In Broadlex Services Pty Ltd v United Workers’ Union the Federal Court upheld an earlier NSW Magistrates Court decision to award full redundancy pay to a cleaner whose full-time role was no longer required because Broadlex’s client had reduced the cleaning hours required under its commercial contract.
The cleaner continued to work for Broadlex on a part-time basis and retained all service-related entitlements.
Section 119 of the Fair Work Act 2009 (Cth) (“FW Act”) provides:
An employee is entitled to be paid redundancy pay by the employer if the employee’s employment is terminated: a) at the employer’s initiative because the employer no longer requires the job done by the employee to be done by anyone….
Broadlex argued that because the employee’s employment was not terminated, there was no entitlement to redundancy pay.
In summary, both the Magistrate’s Court and the Federal Court found:
Termination of the contract and termination of the employment relationship are separate but related.
In this case Broadlex repudiated the full-time contract when it implemented its decision to discontinue the employee’s full-time hours, and the employee accepted the repudiation – this terminated the full-time employment contract on the initiative of the employer.
The reason for the termination was that the employer no longer required the full-time job done by the employee to be done by anyone, and therefore it met the test of section 119.
There is nothing in the words of the FW Act that limits the meaning of “termination” in section 119 to being termination of the entire employment relationship; termination of the employee’s full-time contract was enough to trigger the employer’s obligation to pay redundancy pay.
The Court referenced the common clause in awards and enterprise agreements that requires payment of notice to an employee who transfers to lower paying duties because of redundancy. However, it was made clear that this provision does not grant the employer an automatic right to make such a change.
During restructure, employers have an obligation to consider redeployment, including to lower paying roles or roles with other significant changes in conditions. Such changes could result in “termination” (for the purpose of redundancy pay) – depending on the specific facts and the governing instruments.
It is vital that when considering restructures, employers take advice about these implications before making definite decisions and before communicating redeployment options to the affected workforce. There may be lawful options available to avoid the unintended creation of a redundancy pay entitlement when an employee does not leave your employ.

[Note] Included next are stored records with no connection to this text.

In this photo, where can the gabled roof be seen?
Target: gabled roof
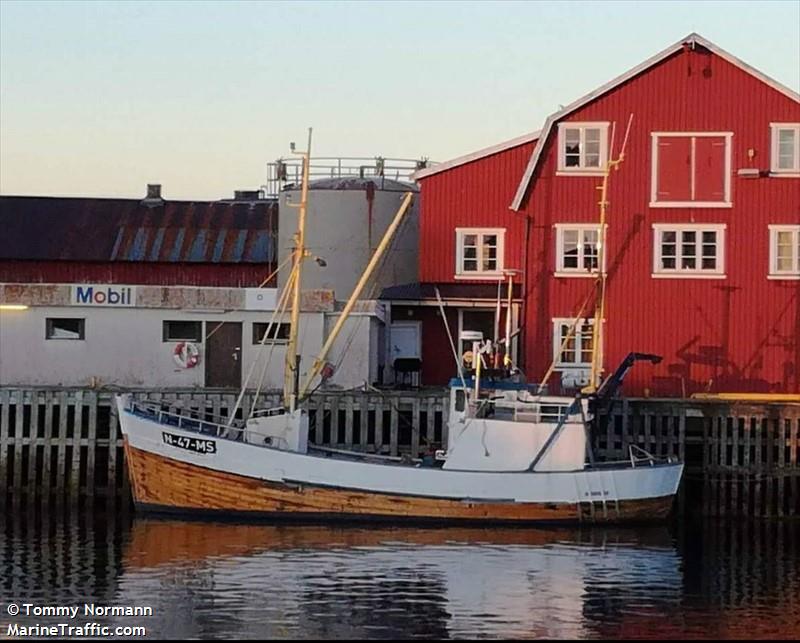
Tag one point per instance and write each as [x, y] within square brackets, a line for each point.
[106, 230]
[692, 39]
[474, 156]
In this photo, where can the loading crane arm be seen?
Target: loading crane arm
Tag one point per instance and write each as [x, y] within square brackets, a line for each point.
[608, 389]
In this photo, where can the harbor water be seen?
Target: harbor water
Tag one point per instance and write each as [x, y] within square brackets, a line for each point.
[220, 580]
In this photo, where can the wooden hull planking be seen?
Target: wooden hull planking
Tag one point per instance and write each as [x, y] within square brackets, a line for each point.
[165, 485]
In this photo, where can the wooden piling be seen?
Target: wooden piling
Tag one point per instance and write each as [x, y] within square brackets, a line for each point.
[64, 446]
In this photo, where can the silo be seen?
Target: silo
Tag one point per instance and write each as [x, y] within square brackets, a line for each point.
[346, 219]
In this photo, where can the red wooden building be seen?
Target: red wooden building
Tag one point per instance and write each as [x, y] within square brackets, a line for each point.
[703, 236]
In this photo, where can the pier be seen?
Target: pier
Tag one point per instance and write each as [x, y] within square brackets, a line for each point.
[63, 448]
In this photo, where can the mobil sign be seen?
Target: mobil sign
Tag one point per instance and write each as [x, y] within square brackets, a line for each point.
[103, 295]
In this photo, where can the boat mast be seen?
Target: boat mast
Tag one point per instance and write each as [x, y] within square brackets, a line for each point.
[319, 362]
[291, 371]
[597, 329]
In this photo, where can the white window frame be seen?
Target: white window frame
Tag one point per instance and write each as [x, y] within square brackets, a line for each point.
[774, 169]
[794, 272]
[655, 203]
[479, 274]
[558, 322]
[684, 273]
[563, 271]
[582, 170]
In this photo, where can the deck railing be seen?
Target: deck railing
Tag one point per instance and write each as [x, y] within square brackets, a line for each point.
[63, 446]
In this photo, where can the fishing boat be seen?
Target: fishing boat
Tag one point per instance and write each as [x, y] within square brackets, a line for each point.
[514, 455]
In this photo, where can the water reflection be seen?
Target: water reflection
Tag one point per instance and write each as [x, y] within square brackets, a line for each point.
[225, 580]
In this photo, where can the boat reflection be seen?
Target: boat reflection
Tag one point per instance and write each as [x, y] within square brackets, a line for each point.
[336, 582]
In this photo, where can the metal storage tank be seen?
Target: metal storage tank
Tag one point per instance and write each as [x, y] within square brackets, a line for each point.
[346, 219]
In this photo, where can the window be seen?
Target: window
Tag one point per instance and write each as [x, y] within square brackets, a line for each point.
[476, 320]
[577, 250]
[279, 332]
[183, 331]
[785, 149]
[694, 250]
[479, 252]
[65, 328]
[577, 352]
[691, 169]
[784, 251]
[582, 147]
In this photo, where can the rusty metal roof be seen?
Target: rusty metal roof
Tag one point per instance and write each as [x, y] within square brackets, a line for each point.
[88, 229]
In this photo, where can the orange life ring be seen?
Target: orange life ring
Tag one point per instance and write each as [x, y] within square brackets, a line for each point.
[186, 354]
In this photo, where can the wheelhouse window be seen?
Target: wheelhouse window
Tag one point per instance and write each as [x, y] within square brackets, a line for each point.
[784, 252]
[573, 343]
[183, 331]
[785, 149]
[582, 147]
[691, 169]
[65, 328]
[479, 252]
[577, 249]
[278, 332]
[689, 250]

When negotiating an enterprise agreement, employers should also be mindful not to create provisions that will limit the options available during restructures. This will involve closely reviewing more than the termination and redundancy clauses. Drafting of agreements should always be done – or at least closely reviewed – by experienced drafters familiar with contemporary industrial relations.
Employment contracts should be reviewed to ensure that they contain best practice approaches to minimise the risk of inadvertently creating redundancy pay entitlements when their current position changes or is abolished but they remain employed.